I’ve also embedded the knee exam video:
You are seeing a pair of siblings that crashed into each other while jousting on their bikes. They were wearing helmets but both sustained forearm injuries. Both have swollen, tender forearms and you get X-Rays. And, no, there is not a BOGO discount.
Both patients have forearm fractures. Patient A has a buckle, or torus fracture. This occurs when the bone is compressed and the cortex buckles, often when the child falls on an outstretched hand (FOOSH). Patient B’s fracture is notably more angulated and represents diaphyseal fractures of both the radius and ulna with apex-volar angulation. It is also a complete fracture, since the cortex has been broken through.
Patient A has a stable injury that requires splinting and pain relief. A volar or sugartong splint will suffice.
Torus fractures heal incredibly well and may actually do just as well with a removable splint as with a short arm cast (see Plint et al for more). Nevertheless, you must differentiate them from a Greenstick fracture (see below) since that one definitely needs a cast. Note that the Greenstick fracture is different than that of Patient B, since the cortex is not completely broken.
Patient B obviously has the more significant injury. It will require reduction, perhaps with ketamine. General criteria for forearm fractures that DO NOT require reduction are as follows:
- Nondisplaced isolated radial shaft fractures with <15 to 20 degrees angulation can be splinted in a sugar tong splint or casted without reduction in kids under the age of 10 years. Physical function at six weeks in children randomized to reduction or casting initially was similar in a trial by Boutis et al.

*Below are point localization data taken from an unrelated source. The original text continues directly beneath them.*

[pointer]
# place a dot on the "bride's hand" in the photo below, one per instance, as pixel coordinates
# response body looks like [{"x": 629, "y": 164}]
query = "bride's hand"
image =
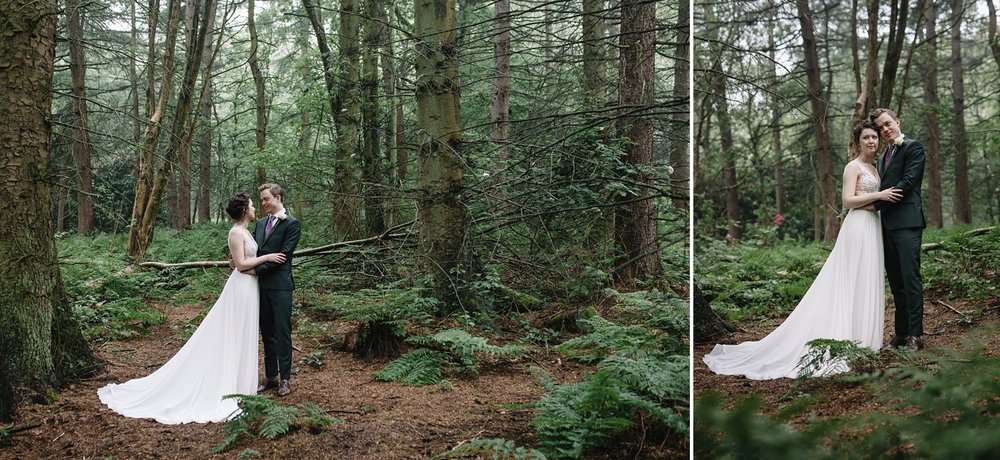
[{"x": 892, "y": 195}]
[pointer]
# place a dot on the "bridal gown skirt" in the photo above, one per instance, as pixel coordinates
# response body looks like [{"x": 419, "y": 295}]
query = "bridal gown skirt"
[
  {"x": 219, "y": 359},
  {"x": 845, "y": 302}
]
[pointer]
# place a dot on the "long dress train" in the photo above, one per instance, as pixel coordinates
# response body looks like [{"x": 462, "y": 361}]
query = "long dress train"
[
  {"x": 845, "y": 302},
  {"x": 219, "y": 359}
]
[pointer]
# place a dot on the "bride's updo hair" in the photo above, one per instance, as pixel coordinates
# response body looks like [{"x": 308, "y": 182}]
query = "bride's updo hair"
[
  {"x": 238, "y": 205},
  {"x": 854, "y": 149}
]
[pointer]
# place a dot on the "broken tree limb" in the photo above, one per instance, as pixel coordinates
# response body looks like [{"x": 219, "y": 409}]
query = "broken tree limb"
[
  {"x": 320, "y": 250},
  {"x": 976, "y": 232}
]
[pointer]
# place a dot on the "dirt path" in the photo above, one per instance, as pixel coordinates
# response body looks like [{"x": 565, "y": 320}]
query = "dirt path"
[
  {"x": 381, "y": 420},
  {"x": 943, "y": 331}
]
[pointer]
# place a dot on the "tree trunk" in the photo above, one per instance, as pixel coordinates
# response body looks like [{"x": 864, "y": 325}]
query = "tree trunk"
[
  {"x": 635, "y": 222},
  {"x": 933, "y": 143},
  {"x": 81, "y": 138},
  {"x": 721, "y": 102},
  {"x": 140, "y": 234},
  {"x": 595, "y": 75},
  {"x": 897, "y": 37},
  {"x": 441, "y": 182},
  {"x": 205, "y": 139},
  {"x": 260, "y": 103},
  {"x": 373, "y": 175},
  {"x": 40, "y": 344},
  {"x": 779, "y": 170},
  {"x": 962, "y": 205},
  {"x": 680, "y": 155},
  {"x": 500, "y": 108},
  {"x": 866, "y": 91},
  {"x": 994, "y": 42},
  {"x": 708, "y": 326},
  {"x": 818, "y": 105}
]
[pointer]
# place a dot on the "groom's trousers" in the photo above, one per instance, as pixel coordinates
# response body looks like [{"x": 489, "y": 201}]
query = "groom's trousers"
[
  {"x": 902, "y": 267},
  {"x": 276, "y": 332}
]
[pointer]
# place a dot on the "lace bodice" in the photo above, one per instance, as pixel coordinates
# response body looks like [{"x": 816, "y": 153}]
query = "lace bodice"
[
  {"x": 249, "y": 244},
  {"x": 868, "y": 182}
]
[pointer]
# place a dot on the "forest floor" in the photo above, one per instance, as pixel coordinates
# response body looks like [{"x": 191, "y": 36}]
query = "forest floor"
[
  {"x": 381, "y": 420},
  {"x": 945, "y": 330}
]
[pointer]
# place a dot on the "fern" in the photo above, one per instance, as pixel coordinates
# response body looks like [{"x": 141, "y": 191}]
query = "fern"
[
  {"x": 261, "y": 416},
  {"x": 606, "y": 338},
  {"x": 463, "y": 347},
  {"x": 829, "y": 356},
  {"x": 495, "y": 448},
  {"x": 577, "y": 417},
  {"x": 418, "y": 367},
  {"x": 452, "y": 351}
]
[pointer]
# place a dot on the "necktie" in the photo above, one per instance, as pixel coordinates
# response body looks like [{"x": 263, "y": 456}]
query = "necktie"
[{"x": 269, "y": 226}]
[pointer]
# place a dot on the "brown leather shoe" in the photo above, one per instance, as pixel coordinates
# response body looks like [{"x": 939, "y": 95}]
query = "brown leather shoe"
[{"x": 267, "y": 384}]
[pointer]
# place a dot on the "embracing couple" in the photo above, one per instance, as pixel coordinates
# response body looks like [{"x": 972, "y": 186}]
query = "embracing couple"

- Minimally displaced radial shaft fractures with the following features can be immobilized without reduction
- Lateral shift <2mm
- Dorsal angulation <10 degrees
- Shortening of <2mm
- Bayonet apposition without angulation or rotational deformity in children <10 years
Fractures that DO require immediate closed reduction include
- Displaced fractures
- Greater than 20 degrees of angulation
When in doubt you can discuss any fracture with your friendly neighborhood Orthopod. In general children who are angulated >10 degrees and who are older than 10 years are candidates for closed reduction. Patients that don’t need reduction should be splinted and follow up with Orthopedics within the next 5-7 days.